Após intensos debates por duas sessões ordinárias consecutivas, os consócios do Instituto dos Advogados Brasileiros (IAB) aprovaram, na sessão desta quarta-feira (4/5), o parecer do relator Guilherme Peña de Moraes, da Comissão de Direito Constitucional. Segundo ele, programas no formato reality show não atentam contra a dignidade da pessoa humana, nem ferem qualquer dispositivo constitucional destinado à garantia de direitos fundamentais. De acordo com a argumentação do relator, "a exibição de reality shows, para aqueles que deles participam, reflete a expressão de suas individualidades e a construção do seu projeto pessoal, manifestando a própria dignidade da pessoa humana em sua concepção contemporânea, longe de significar uma violência a ela".

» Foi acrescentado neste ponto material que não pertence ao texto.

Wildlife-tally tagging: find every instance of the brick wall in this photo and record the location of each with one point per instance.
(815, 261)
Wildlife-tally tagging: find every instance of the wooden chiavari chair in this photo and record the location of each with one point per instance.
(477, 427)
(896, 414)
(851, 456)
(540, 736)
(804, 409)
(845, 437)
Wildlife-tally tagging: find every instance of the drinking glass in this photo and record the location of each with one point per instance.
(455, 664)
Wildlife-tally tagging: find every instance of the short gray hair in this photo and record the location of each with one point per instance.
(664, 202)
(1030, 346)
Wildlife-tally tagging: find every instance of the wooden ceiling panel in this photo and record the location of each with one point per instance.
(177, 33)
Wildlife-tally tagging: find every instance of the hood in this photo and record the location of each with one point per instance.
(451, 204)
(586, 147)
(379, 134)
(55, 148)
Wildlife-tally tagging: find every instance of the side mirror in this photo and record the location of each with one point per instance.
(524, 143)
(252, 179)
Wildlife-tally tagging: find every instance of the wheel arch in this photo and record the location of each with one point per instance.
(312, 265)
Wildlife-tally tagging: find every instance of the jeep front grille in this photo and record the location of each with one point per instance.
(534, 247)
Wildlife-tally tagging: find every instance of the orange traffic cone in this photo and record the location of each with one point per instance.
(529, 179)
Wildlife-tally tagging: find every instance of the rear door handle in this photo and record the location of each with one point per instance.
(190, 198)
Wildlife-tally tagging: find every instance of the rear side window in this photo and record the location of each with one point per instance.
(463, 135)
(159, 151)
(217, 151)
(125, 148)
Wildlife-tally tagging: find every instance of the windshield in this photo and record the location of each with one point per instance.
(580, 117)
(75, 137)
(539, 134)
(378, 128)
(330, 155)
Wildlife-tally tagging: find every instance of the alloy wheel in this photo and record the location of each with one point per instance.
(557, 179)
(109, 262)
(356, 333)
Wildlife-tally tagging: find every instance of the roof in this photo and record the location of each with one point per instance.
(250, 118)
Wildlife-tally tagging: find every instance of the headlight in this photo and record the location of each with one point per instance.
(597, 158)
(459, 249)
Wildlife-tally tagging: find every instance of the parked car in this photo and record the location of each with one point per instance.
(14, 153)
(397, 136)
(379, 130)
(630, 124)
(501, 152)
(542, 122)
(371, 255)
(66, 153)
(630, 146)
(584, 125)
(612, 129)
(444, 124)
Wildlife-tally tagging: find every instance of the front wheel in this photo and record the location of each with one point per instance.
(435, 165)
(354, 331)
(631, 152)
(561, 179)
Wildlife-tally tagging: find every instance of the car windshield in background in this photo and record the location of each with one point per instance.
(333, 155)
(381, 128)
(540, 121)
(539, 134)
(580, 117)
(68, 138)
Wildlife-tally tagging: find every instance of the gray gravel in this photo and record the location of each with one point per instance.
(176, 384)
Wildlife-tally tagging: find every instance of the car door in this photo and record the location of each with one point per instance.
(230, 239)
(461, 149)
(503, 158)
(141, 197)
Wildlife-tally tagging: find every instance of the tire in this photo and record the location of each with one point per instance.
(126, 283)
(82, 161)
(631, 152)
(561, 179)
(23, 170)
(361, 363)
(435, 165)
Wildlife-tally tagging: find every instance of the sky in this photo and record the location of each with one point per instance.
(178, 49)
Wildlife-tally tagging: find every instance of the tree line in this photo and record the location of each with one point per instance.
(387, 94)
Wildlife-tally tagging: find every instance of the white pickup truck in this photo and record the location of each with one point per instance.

Guilherme Peña de Moraes inseriu em seu parecer o princípio constitucional que veda qualquer tipo de restrição ou forma de censura aos direitos consagrados à manifestação do pensamento, à criação, à expressão e à informação. O advogado defendeu que "a concepção de dignidade da pessoa humana em uma ordem constitucional pluralista é compatível com diferentes concepções". Segundo ele, "portanto, a redução a uma concepção universal geraria uma tirania da dignidade".
As discussões se iniciaram com a apresentação no plenário, na sessão de 27 de abril, dos pareceres de Guilheme Peña e Emerson Affonso da Costa Moura, da Comissão de Direito Administrativo, que fez a leitura dos dois relatórios, por conta do impedimento do colega de comparecer ao IAB naquela data. Os pareceres foram produzidos a partir da indicação do então diretor acadêmico, Pedro Marcos Barbosa, para que fosse avaliado se programas como Big Brother Brasil, Casa dos Artistas e A Fazenda violariam a intimidade das pessoas, "tendo como norte constitucional a dignidade da pessoa humana".
Dignidade irrenunciável - Em seu relatório, rejeitado pela maioria dos consócios, o advogado Emerson Affonso da Costa Moura defendeu que "a exibição dos programas, embora expressão de suas autonomias, não pode gerar a utilização de um ser humano para diversão alheia, atentando contra a dignidade que não é valor individual, mas compartilhado pela sociedade e protegido pelo Estado". Para o membro da Comissão de Direito Administrativo, "a dignidade é qualidade intrínseca da pessoa humana, irrenunciável e inalienável.
No entendimento do advogado, "há inconstitucionalidade da vinculação de reality shows com conteúdo atentatório à dignidade da pessoa humana em canais abertos". Emerson Affonso da Costa Moura propôs, também, que o IAB encaminhasse sugestão ao Congresso Nacional visando à regulamentação normativa dos programas. No seu parecer, o advogado ressaltou que existe a previsão de restrição constitucional, já que, conforme o artigo 221 da Constituição Federal, "a produção e a programação das emissoras de rádio e televisão atenderão a princípios como o respeito aos valores éticos e sociais da pessoa e da família".
Para Guilherme Peña, ao contrário, "a liberdade de expressão, como cláusula geral da liberdade de radiofusão e de programação, abrange a possibilidade de emitir qualquer programa, independentemente do seu conteúdo ou da qualidade, resguardando a sua natureza expressiva e comunicativa". Ao aprovar o parecer de Peña, os consócios acolheram, também, o voto-vista apresentado pelo advogado Francisco Ramalho, igualmente contrário à tese de que há inconstitucionalidades na produção e veiculação de reality shows e ao encaminhamento da questão ao Congresso Nacional.